2.8. Bij brieven van 12 mei 2004 heeft de Rabobank namens de vestiging IJmuiden aan Marina Seaport, Holding Seaport, Seaport IJmuiden en Seaport Porperties en namens de vestiging Veenstromen aan Seaport Beach Resort geschreven dat zij de relatie met de Seaport vennootschappen wenst te beëindigen en een voorstel tot beëindiging gedaan. In beide brieven heeft de Rabobank een overzicht gegeven van de financiële stand van zaken van de respectievelijke vennootschappen op dat moment.
2.9. Op 17 mei 2004 is Endstra overleden.
2.10. Naar aanleiding van het overlijden van Endstra heeft er op 21 juni 2004 een gesprek plaatsgevonden tussen de Rabobank en de raadsman van (de erven van) Endstra.
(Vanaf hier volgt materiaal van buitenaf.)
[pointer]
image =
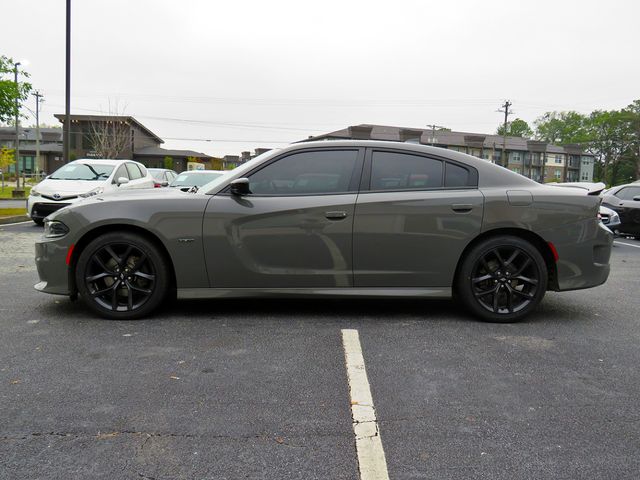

Tijdens dat gesprek heeft de Rabobank zich op het standpunt gesteld, samengevat, dat het overlijden van Endstra en de daardoor ontstane situatie geen aanleiding gaf om terug te komen op haar beslissing om de relaties te beëindigen noch om enige tijd pas op de plaats te maken.
2.11. Bij brieven van 6 juli 2004 heeft de Rabobank, namens de vestigingen IJmuiden en Veenstromen, aan de Seaport vennootschappen de financieringsovereenkomsten en betaalrekeningovereenkomsten opgezegd met inachtneming van een opzegtermijn van respectievelijk 90 en 5 dagen. De Rabobank heeft hierbij in haar brieven verwezen naar de artikelen 13 en 17 AVRC, artikel 15 van de algemene voorwaarden van betaalrekeningen en artikel 30 ABV.